The analysis of uterine motility was performed in two stages. First, the intrauterine fluid-wall interface (FWI) was detected from each TVUS image by an edge-detecting technique (Figure 1bGo). Then, the dynamics of uterine motility (i.e. frequency and amplitude of the intrauterine FWI) were analysed from the variation of the geometry of the intrauterine FWI with time, as observed in consecutive images (Eytan et al., 1999Go,2001Go).

Data analysis
The boundaries of the intrauterine cavity in the sagittal cross-section were analysed by a custom-designed edge-detecting image processing technique (Eytan et al., 1999Go,2001Go). The analysis was performed only in the region containing the uterine cavity, where the borders of the uterine cavity were detected in each image (Figure 1bGo). The borders of the uterine cavity appeared as a narrow channel which changed over time due to myometrial motility. In order to analyse the characteristics of uterine peristalsis, we processed the geometry of the uterine cavity from all the images to evaluate the time variation of the width of the uterine cavity at fixed distances from the fundus.
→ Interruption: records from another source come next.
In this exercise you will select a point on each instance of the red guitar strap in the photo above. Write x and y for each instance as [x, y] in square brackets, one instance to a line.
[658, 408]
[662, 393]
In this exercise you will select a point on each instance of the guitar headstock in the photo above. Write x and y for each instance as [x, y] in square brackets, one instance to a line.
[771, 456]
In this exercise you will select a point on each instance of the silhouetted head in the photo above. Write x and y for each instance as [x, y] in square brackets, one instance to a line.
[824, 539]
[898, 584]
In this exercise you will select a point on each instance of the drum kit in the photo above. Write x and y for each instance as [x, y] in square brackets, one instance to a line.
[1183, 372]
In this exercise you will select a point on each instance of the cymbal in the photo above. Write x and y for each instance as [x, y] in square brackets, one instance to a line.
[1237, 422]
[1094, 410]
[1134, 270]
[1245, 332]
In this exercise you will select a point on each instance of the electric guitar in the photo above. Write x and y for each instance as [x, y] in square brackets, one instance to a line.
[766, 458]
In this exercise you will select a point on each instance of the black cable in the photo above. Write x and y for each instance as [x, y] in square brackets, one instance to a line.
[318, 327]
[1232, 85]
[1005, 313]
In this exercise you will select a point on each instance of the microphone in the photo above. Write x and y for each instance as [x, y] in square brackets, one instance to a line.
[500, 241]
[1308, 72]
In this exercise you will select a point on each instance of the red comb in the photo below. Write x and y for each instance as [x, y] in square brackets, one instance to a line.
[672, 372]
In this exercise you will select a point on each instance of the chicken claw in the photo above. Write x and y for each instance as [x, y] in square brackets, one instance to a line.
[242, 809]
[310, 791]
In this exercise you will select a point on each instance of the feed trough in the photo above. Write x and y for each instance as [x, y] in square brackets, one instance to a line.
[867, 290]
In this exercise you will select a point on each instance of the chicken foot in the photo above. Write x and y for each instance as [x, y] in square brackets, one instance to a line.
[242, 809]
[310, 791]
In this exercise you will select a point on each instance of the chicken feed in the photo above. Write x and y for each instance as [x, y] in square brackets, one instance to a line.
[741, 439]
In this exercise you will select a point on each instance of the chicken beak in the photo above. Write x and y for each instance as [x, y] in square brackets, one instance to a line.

The dynamic parameters of uterine activity were analysed from the time variations of the width (Figure 2Go). The geometry of the passive intrauterine cavity (i.e. absence of contractions) in the sagittal cross-section was computed by an arithmetic average of the time variations of the width of the uterine cavity at each fixed distance from the fundus. The amplitude was defined by the difference between the peaks and the passive width. The frequency of uterine wall motility at fixed distances from the fundus was derived by means of a fast Fourier transform.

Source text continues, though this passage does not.